3
months in, 9 days til Christmas, and a little less than 2 weeks til I get to
come home for a bit and be with my family over New Years. Anyone who has kept up with me much the past
few weeks knows its been an intense and overwhelming time—both here within the
program and community, and personally within my own life. Last time I blogged I was already sitting in
the tension that I was living in a world outside my comfort & support and
felt I needed a strength & reliance beyond my own to get by. And then this last month hit and everything
got a lot harder. Snow fell,
temperatures dropped below zero, residents and mentors left in the midst of
distrust, dissension, angry outbursts, and, dare I say, spiritual
oppression. And in the midst of it all,
I found added burdens and heaviness to my own heart as my own support system
seemed to get smaller….
So
what can I proclaim? God’s faithfulness.
His love. A peace. His never-ending strength, when my own fails. He will guide me through. I know this to be true; I don’t necessarily
feel it, but I know it. So I’ll proclaim
it. In the words of Psalm 40: “As you
know O Lord, I will not seal my lips. I do not hide your righteousness in my
heart. I speak of your faithfulness and
your salvation. I will not conceal your
love and your truth from the masses.”
“But as for me, I will always have hope; and I will praise
you more and more”—Psalm 71:14
So
its with all that in mind that I recently read this devotion based off John
14:27: “Peace I leave with you, My peace I give unto you….let not your heart be
troubled.” Its called The Great Life:
Whenever a thing becomes difficult in personal experience, we
are in danger of blaming God, but it is we who are in the wrong, not God, there
is something somewhere that we will not let go. Immediately we do, everything
becomes as clear as daylight. As long as
we try to serve two ends, ourselves and God, there is perplexity. The attitude must be one of complete reliance
on God. When once we get there, there is
nothing easier than living the saintly life; difficulty comes in when we want
to usurp the authority of the Holy Spirit for our own ends.

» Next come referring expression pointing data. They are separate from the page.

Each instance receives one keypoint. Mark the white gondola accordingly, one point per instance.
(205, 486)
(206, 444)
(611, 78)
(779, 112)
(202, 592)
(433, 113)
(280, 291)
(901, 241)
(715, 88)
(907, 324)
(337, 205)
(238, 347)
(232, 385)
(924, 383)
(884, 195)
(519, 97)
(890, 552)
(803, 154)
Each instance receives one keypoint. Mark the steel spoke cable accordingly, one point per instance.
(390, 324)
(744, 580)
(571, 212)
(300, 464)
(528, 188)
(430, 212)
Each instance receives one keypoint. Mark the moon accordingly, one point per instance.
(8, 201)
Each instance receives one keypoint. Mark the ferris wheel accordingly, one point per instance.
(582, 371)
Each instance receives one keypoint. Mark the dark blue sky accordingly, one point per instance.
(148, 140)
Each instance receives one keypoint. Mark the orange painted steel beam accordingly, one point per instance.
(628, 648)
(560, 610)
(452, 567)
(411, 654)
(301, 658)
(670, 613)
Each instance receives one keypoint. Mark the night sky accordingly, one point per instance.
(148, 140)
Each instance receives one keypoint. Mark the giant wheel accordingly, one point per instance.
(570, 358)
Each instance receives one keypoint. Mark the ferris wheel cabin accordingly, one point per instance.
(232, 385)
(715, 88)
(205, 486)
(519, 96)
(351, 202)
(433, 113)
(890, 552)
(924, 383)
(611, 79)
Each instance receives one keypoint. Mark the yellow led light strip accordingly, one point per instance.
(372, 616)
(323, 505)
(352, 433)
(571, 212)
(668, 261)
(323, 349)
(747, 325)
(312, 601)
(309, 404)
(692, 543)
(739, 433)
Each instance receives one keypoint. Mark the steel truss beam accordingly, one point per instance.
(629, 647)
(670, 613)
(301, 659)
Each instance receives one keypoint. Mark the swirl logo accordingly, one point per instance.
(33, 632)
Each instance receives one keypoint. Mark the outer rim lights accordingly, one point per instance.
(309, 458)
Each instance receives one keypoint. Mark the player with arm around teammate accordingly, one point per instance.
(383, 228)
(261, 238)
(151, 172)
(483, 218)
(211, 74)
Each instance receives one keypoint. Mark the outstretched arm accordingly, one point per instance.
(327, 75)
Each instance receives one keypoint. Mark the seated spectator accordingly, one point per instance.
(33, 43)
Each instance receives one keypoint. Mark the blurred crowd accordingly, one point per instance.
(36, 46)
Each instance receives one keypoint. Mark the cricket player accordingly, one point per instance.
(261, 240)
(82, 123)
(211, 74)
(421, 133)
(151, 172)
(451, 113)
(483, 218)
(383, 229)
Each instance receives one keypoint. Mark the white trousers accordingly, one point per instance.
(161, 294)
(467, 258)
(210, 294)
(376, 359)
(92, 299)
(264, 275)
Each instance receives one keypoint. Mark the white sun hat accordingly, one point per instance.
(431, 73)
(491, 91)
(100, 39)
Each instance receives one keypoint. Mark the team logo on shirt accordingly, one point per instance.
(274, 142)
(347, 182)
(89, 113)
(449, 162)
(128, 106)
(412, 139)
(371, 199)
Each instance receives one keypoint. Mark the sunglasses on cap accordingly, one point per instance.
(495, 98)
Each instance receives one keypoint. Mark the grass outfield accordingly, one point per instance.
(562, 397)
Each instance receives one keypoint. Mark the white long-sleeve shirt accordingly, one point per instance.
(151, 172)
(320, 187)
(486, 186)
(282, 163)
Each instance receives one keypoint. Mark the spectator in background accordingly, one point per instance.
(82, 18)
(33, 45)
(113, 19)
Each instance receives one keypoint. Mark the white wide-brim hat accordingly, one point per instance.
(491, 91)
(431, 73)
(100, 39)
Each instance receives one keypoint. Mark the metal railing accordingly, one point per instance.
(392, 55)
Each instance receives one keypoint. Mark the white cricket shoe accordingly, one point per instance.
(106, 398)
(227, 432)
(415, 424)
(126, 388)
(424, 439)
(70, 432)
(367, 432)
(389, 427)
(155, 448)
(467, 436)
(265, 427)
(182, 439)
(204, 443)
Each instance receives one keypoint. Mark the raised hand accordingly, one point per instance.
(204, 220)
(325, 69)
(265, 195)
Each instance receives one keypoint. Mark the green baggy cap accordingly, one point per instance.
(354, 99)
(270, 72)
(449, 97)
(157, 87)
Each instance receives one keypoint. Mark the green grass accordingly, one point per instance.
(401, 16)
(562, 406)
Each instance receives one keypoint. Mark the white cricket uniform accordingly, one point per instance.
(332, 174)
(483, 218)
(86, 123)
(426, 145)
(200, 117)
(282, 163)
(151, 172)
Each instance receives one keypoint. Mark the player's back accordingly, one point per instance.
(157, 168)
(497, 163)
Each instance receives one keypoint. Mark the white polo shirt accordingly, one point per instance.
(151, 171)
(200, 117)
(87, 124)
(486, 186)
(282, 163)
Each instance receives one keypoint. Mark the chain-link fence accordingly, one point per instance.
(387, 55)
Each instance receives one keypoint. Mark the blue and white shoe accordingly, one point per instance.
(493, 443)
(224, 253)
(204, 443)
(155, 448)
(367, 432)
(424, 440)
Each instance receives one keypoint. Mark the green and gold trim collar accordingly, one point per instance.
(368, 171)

Whenever you obey God, His seal is always that of peace, the
witness of an unfathomable peace, which is not natural, but the peace of
Jesus. Whenever peace does not come,
tarry till it does or find out the reason why it does not. If you are acting on an impulse, or from a
sense of the heroic, the peace of Jesus will not witness; there is no
simplicity or confidence in God, because the spirit of simplicity is born of
the Holy Ghost, not of your decisions.
Every decision brings a reaction of simplicity.
My questions come whenever I cease to obey. When I have obeyed God, the problems never
come between me and God, they come as probes to keep the mind going on with
amazement at the revelation of God. Any
problem that comes between God and myself springs out of disobedience; any
problem, and there are many, that comes alongside me while I obey God,
increases my ecstatic delight, because I know that my Father knows, and I am
going to watch and see how He unravels this thing.